Market pricing is driven by irrational impulses when math and risk-assessment have no place in the allocation decisions being made.  The present financial climate is a textbook episode where sober thinking is decried as out of step and worse.

With the masses wielding record amounts of government-backed-debt while eschewing traditional risk-checks like home inspections and historically-prudent price-to-income ratios, mania is rampant.

For some COVID-friendly-entertainment yesterday morning, we played ‘guess the price’ driving in a radius around where we live north of Toronto.

For a base-line glimpse:  in Barrie, thirty-year-old entry-level townhomes are on offer for $629k.  The property shown on the left last sold in August 2016 for 260K–some 140% below the current ask.  Maybe they’re pushing their luck with this price.  A neighbouring property sold yesterday for 585K, up 113% from its last sale at $274k in May 2016.

Not to pick on townhomes.  Detached subdivision houses in the 700k to 1m range are run-of-the-mill.   Twenty minutes into the countryside in any direction, sales in the 1 to 2m range are typical, often within days of listing.

According to the CREA, the national average home price in February was a record $678,091, up 25 percent from a year earlier.  CREA forecasts the average price to rise a further 16.5 percent to just over $665,000 in 2021 and $679,341 in 2022–no pull-backs in sight.

In the meantime, the average annual salary for full-time employees has risen 4% since January 2019 to just over $54,630 in 2020.

The average detached home sale in the 905 area code immediately surrounding Toronto jumped 28% year over year in February to $1.3-million.

In these conditions, a $450,000 down payment and household income of 200% of the national median are no assurance of winning the abode lottery.  See:  A well-qualified millennial home-seeker throws up his hands after losing multiple bidding wars.
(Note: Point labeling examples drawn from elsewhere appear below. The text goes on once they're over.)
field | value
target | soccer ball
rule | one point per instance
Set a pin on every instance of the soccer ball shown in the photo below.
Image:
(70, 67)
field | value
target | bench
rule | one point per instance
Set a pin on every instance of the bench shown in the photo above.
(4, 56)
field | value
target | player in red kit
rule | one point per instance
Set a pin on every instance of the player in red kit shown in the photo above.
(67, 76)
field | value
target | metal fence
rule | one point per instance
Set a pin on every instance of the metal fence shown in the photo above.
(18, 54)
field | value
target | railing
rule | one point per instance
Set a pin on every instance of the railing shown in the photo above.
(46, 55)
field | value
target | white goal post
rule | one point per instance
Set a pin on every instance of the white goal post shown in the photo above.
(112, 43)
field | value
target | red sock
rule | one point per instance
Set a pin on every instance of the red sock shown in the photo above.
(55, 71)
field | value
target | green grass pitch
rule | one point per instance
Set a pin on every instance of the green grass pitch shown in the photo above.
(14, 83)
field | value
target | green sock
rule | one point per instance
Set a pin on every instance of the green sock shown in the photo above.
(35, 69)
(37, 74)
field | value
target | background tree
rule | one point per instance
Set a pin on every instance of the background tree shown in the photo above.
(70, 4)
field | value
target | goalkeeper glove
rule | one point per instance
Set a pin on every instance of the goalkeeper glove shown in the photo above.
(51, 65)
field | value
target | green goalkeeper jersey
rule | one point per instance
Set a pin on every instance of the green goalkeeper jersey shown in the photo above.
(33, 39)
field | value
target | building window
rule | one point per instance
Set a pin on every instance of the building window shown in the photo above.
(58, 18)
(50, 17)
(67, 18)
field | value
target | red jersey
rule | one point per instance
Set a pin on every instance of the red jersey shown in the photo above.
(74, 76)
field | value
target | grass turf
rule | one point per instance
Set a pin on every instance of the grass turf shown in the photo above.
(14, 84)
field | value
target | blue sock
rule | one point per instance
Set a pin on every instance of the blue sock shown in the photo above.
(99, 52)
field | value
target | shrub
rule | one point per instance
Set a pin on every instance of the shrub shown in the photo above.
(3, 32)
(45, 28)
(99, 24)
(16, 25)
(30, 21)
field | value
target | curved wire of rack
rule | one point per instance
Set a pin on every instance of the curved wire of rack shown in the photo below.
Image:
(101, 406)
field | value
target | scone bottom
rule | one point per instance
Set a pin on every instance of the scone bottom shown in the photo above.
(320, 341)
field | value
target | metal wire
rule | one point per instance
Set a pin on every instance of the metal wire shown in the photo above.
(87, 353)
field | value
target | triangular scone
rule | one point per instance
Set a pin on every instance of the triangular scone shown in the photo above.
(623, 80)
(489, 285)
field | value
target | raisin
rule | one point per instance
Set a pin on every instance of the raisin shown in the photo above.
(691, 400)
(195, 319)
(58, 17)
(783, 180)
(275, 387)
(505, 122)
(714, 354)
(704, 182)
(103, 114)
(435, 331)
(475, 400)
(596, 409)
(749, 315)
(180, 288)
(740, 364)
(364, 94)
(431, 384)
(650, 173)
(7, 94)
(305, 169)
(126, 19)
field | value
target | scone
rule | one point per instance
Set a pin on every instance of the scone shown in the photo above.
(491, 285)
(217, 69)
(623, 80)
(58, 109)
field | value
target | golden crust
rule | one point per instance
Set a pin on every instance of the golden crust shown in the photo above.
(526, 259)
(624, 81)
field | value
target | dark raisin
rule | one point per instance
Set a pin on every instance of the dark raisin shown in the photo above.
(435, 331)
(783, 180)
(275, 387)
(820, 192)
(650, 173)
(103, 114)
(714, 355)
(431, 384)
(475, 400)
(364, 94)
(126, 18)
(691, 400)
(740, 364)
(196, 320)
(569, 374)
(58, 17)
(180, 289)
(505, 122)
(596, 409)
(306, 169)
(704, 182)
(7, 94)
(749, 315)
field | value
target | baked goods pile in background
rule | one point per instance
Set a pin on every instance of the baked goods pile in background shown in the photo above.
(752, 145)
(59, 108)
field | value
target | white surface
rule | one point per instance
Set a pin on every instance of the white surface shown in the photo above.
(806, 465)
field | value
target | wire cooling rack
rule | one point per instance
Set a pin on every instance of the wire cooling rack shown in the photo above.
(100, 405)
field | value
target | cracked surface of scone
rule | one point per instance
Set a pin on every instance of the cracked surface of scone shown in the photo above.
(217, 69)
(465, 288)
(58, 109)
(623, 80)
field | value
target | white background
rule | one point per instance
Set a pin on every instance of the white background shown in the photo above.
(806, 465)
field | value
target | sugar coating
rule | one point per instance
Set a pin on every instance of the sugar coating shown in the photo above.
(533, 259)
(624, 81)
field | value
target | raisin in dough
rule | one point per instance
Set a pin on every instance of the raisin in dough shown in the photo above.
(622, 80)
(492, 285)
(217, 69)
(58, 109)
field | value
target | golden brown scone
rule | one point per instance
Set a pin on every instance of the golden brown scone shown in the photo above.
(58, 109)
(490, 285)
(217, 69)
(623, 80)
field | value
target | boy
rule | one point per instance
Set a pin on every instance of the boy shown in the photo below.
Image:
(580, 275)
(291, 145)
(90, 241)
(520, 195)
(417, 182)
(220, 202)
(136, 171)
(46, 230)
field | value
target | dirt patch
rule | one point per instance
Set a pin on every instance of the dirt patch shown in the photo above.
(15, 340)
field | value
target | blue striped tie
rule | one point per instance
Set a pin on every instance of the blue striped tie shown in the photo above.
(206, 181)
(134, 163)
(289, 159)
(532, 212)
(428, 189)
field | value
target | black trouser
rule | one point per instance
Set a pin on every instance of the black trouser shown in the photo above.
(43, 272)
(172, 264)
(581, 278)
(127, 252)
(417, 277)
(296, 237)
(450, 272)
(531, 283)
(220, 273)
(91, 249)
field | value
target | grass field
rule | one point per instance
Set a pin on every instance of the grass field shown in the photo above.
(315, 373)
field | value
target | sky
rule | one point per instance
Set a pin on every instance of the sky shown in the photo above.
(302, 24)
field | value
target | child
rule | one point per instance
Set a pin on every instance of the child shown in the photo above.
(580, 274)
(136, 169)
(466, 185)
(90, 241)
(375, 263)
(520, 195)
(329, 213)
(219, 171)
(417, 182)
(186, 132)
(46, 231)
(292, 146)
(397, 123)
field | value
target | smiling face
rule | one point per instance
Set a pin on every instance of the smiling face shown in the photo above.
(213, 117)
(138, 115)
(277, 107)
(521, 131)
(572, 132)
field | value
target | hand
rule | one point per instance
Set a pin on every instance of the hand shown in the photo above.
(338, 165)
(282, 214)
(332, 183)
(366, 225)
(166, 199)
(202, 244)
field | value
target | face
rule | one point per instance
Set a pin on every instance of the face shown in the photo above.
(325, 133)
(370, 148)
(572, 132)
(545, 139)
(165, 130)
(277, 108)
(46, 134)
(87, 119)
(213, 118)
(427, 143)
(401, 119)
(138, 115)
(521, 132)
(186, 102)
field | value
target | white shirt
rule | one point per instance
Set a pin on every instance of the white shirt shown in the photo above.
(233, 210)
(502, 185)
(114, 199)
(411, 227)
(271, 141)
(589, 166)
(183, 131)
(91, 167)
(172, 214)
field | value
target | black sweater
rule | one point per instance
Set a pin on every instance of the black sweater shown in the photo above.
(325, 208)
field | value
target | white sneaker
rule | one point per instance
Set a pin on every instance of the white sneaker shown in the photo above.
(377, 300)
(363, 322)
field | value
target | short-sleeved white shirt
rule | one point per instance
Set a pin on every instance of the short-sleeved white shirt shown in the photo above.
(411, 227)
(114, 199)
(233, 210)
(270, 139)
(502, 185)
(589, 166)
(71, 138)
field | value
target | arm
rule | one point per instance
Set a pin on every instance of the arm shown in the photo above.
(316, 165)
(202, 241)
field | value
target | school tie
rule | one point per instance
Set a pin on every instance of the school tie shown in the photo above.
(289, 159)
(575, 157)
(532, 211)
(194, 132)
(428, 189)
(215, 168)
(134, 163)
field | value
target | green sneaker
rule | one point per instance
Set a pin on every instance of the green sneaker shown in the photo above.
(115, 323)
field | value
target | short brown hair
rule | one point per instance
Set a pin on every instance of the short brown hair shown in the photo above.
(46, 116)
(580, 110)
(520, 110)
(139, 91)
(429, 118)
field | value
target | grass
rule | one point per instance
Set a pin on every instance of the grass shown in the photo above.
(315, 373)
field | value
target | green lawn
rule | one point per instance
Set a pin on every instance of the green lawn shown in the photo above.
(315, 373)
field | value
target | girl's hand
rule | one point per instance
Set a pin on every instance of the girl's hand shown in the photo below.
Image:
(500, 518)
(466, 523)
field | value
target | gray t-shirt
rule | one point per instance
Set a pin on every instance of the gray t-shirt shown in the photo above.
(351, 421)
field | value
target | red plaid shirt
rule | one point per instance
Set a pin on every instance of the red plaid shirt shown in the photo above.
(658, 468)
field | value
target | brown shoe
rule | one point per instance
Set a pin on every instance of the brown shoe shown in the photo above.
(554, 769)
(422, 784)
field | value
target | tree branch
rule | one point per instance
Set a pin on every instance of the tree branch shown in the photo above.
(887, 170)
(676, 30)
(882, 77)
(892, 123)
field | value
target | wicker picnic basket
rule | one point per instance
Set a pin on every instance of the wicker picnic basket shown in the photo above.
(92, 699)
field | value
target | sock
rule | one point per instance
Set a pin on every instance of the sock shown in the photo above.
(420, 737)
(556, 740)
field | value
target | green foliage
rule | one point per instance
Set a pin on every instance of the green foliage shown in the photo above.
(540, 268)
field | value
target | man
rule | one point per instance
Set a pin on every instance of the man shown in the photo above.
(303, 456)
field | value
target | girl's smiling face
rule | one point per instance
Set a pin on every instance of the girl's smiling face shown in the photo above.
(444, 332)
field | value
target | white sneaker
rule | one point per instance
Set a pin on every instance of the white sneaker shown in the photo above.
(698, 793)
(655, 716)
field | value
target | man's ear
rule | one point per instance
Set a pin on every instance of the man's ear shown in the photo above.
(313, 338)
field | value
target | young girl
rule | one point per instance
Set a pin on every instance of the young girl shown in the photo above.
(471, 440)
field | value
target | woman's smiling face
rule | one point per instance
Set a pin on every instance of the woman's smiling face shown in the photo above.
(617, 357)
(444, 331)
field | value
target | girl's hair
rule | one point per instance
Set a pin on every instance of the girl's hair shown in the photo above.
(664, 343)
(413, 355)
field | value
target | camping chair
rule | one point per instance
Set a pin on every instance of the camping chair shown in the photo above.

Fear of missing out (FOMO) during upcycles tends to overwhelm any fear of capital losses (FOCL).  But amid conventional nonsense, math is always worth reviewing.

On a property priced at 1.3m, even someone wielding a historically huge 450K downpayment needs to sign on for an 850K mortgage that will typically take several decades to repay even if presuming perpetually low-interest rates.  Moreover, if home prices can rise 28% in a year, they can certainly fall that much as well.  A 28% decline from 1.3m would return that home price to 936K and evaporate all but 86K of the initial 450k cash downpayment.  It commonly took 10 to 15 years for prices to revisit prior peaks after past realty correction cycles.  That’s a long time waiting to grow back principle, even for those who can manage to wait.

Waiting to buy assets at rational prices while building cash savings is always a wise course.  Today, more than usual, the fortitude to do so is likely to define individual financial prospects for many years to come.